Andrés had first met Tina several years ago. She and Gez were his first friends in West Dorset; real friends, that was, as in people who cared. He’d wandered into the Jazz Café one night when it was quiet, and got talking to Tina. She was easy – light to talk to, quick to smile, direct; no games. He liked that. He even toyed with the idea of asking her out for a drink. She wasn’t really his type. But then again, what was his type? He wasn’t sure that he knew.
But Tina had made it clear early on that she wasn’t available. ‘You’ll have to come in another night and meet Gez,’ she said. ‘You’ll get on. I can tell.’
‘Your husband?’ Andrés asked, though he hadn’t seen a ring.
‘Boyfriend,’ she said. ‘Lover.’ And she fixed him with her direct gaze. Hazel eyes, he guessed, though in the dim light of the café it was hard to tell. ‘You?’
‘Me?’ For an awful moment, Andrés had thought she was proposing a threesome.
‘Do you have someone? A girlfriend? A lover? A wife?’ She laughed. Even then she could read him like a book.
He laughed back – pure relief. ‘No,’ he said. ‘No one.’ Idiot. There had been women – of course. He wasn’t a monk, for God’s sake. But as soon as things began to get serious, as soon as they tried to get too involved in his life or wanted to move in with him, he cut himself free. Maybe he wasn’t meant to have a woman in his life. Maybe what he’d seen of his own parents’ marriage had put him off. Maybe he wasn’t the type to make a commitment. Tina had her theories – well, she would, she was a woman, wasn’t she? Her theory was that he hadn’t yet met the Right One.

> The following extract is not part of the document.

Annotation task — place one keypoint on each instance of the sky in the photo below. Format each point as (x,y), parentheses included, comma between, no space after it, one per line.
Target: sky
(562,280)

At the time, she’d just shrugged and said, ‘Come in on Sunday. Meet Gez.’
But she’d been trying to fix him up ever since.

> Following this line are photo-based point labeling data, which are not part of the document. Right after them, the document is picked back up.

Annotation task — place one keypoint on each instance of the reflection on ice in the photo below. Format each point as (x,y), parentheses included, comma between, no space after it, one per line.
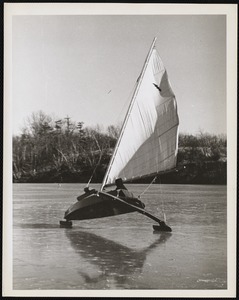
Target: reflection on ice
(114,261)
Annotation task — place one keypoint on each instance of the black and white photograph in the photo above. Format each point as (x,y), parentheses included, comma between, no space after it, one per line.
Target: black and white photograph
(119,150)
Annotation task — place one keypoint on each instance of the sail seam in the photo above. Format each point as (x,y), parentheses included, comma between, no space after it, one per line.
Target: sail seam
(168,130)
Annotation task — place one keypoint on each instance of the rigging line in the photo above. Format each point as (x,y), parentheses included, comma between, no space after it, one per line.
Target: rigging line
(164,215)
(95,169)
(148,186)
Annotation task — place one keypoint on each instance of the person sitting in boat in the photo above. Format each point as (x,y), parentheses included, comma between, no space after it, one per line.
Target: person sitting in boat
(88,191)
(123,193)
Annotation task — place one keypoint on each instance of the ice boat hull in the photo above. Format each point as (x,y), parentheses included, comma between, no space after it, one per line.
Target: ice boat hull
(99,206)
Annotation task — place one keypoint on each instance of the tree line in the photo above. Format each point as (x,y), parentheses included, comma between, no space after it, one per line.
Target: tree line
(49,150)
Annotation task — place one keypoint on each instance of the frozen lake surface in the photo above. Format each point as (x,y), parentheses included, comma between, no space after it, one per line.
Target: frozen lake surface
(120,252)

As Tina had predicted, Andrés and Gez did get on well and suddenly Andrés realised he had acquired a social life. Easy, really, like finding a key. He could wander into the Jazz Café and talk to Tina whenever he chose, he was invited for supper at Tina and Gez’s at least once a fortnight and he played tennis with Gez most Sunday mornings – followed by a pint at the Black Lamb near the tennis courts. And – thanks to Tina – he had a succession of blind dates.